Vollkosten umfassen alle Kosten über die gesamte Lebensdauer eines Heizsystems – also Anschaffung, Wartung und Energieverbrauch. Der Rechner gibt diese Kosten als Preis pro Kilowattstunde Wärme, aber auch in Form von Kosten pro Monat und Gesamtkosten an (s. Liniendiagramm Gesamtkostenentwicklung).
Für wen ist der Rechner geeignet?
Für Hauseigentümer, die ihre Heizkosten ermitteln und Optionen vergleichen möchten.

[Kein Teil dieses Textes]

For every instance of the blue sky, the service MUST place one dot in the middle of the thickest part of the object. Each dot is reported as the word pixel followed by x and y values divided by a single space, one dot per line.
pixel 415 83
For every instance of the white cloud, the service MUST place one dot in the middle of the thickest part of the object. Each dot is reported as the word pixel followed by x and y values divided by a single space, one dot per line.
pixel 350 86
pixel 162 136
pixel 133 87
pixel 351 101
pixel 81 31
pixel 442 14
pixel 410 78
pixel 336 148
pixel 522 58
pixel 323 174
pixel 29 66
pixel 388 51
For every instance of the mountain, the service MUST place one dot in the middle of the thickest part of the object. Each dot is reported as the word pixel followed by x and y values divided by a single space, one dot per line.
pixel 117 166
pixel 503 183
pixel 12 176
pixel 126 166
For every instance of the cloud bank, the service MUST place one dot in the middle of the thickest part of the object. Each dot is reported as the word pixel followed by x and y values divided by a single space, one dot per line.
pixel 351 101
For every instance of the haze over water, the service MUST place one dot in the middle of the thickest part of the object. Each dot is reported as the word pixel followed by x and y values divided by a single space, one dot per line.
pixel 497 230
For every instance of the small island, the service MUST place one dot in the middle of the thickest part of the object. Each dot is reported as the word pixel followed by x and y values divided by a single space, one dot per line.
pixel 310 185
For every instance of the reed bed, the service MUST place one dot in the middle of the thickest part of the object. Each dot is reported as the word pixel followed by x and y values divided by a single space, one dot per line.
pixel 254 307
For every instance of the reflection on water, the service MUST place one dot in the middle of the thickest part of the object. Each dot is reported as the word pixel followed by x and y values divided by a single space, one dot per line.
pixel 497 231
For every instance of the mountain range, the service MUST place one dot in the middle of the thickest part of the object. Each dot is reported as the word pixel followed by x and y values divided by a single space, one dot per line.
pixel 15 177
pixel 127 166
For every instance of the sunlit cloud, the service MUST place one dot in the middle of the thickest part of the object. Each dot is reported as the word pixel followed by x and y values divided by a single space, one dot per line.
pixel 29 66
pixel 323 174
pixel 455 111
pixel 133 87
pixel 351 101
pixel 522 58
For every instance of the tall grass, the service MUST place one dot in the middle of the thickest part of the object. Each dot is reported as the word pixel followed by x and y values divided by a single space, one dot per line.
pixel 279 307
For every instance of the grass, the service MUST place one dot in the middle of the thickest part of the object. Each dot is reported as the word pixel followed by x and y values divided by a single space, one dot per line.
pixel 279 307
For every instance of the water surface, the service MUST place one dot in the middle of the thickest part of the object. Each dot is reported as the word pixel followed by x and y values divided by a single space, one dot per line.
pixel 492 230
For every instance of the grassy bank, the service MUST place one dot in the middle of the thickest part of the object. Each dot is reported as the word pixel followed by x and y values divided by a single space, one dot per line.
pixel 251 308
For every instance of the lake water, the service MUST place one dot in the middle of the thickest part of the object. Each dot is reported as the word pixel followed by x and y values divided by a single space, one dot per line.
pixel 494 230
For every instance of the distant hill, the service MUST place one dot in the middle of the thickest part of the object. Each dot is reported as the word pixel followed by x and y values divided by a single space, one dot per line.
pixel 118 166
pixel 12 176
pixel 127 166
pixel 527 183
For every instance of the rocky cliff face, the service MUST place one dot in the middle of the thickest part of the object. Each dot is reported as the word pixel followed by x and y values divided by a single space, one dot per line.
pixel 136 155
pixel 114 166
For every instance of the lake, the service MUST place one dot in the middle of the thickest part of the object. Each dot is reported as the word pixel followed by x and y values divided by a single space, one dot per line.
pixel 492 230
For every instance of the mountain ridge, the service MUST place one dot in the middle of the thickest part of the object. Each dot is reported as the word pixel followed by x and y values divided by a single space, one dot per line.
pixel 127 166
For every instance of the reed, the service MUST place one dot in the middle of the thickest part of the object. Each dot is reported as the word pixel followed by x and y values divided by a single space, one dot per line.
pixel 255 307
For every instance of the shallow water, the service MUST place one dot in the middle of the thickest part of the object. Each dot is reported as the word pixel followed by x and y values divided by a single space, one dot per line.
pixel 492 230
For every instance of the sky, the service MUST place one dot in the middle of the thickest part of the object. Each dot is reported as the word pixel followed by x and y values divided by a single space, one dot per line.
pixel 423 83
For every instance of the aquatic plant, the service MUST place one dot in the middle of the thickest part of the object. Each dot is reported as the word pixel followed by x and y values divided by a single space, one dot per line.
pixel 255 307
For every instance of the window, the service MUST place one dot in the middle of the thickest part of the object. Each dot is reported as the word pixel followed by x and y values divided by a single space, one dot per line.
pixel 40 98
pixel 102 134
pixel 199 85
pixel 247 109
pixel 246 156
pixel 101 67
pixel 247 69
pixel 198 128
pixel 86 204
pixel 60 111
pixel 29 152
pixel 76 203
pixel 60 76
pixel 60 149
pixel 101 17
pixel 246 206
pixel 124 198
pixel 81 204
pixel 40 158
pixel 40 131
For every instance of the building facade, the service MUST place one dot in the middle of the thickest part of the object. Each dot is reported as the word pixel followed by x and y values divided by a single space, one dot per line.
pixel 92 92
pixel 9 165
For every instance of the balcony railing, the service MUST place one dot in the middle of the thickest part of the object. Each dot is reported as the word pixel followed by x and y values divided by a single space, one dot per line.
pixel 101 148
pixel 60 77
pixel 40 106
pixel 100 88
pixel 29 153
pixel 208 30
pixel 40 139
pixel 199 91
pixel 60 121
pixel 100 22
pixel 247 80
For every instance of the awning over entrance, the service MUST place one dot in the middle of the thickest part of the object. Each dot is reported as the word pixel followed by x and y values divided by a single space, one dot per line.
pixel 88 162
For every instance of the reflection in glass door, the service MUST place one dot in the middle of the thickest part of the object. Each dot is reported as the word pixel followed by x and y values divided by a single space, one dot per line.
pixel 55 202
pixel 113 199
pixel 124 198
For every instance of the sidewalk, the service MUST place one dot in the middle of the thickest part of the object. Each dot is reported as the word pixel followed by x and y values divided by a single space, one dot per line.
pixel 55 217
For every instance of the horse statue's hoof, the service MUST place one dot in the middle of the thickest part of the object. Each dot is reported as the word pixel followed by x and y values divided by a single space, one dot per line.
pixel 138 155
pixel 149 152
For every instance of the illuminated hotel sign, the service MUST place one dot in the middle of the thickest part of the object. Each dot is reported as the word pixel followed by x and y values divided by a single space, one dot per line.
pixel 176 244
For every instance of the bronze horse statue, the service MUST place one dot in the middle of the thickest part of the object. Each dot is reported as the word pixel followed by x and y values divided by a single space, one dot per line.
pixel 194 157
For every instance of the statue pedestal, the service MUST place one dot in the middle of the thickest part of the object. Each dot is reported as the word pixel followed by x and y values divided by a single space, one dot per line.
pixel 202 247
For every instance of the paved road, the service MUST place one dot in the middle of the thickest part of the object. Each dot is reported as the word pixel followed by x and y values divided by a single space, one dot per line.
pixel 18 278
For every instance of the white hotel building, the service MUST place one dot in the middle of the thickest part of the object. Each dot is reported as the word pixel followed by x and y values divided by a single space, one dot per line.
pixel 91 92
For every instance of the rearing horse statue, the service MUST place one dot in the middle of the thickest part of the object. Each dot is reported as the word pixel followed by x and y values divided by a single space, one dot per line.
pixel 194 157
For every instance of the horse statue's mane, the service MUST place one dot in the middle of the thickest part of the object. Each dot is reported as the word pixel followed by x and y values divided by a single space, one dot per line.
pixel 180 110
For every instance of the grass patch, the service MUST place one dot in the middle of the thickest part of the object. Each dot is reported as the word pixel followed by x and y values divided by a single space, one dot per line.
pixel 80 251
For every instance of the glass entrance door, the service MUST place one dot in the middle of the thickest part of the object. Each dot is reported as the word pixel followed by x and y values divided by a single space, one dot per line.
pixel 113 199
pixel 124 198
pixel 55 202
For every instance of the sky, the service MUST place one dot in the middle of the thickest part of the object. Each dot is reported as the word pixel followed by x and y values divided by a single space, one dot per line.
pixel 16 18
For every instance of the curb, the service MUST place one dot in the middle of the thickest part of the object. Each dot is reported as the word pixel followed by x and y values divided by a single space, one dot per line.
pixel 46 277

Für Kommunen und Stadtwerke zur Unterstützung ihrer Bürger.
Für Planungsbüros und Energieberater für erste Wirtschaftlichkeitsabschätzungen im Gespräch mit Kunden.
Wie genau sind die Ergebnisse des Rechners?
Die Ergebnisse basieren auf den eingegebenen Daten und typischen Annahmen. Sie eignen sich gut für eine erste Orientierung, sind aber dennoch sehr allgemein und ersetzen keine individuelle Planung oder Beratung.
Warum unterscheiden sich die Kosten je nach Eingabe so stark?
Die Wirtschaftlichkeit von Heizsystemen hängt stark von Faktoren wie Energiepreisen, Gebäudezustand, Förderungen und Investitionskosten ab. Kleine Änderungen können daher große Auswirkungen haben.
Ist der Rechner kostenlos nutzbar?
Ja, der Rechner ist frei zugänglich und kostenlos nutzbar.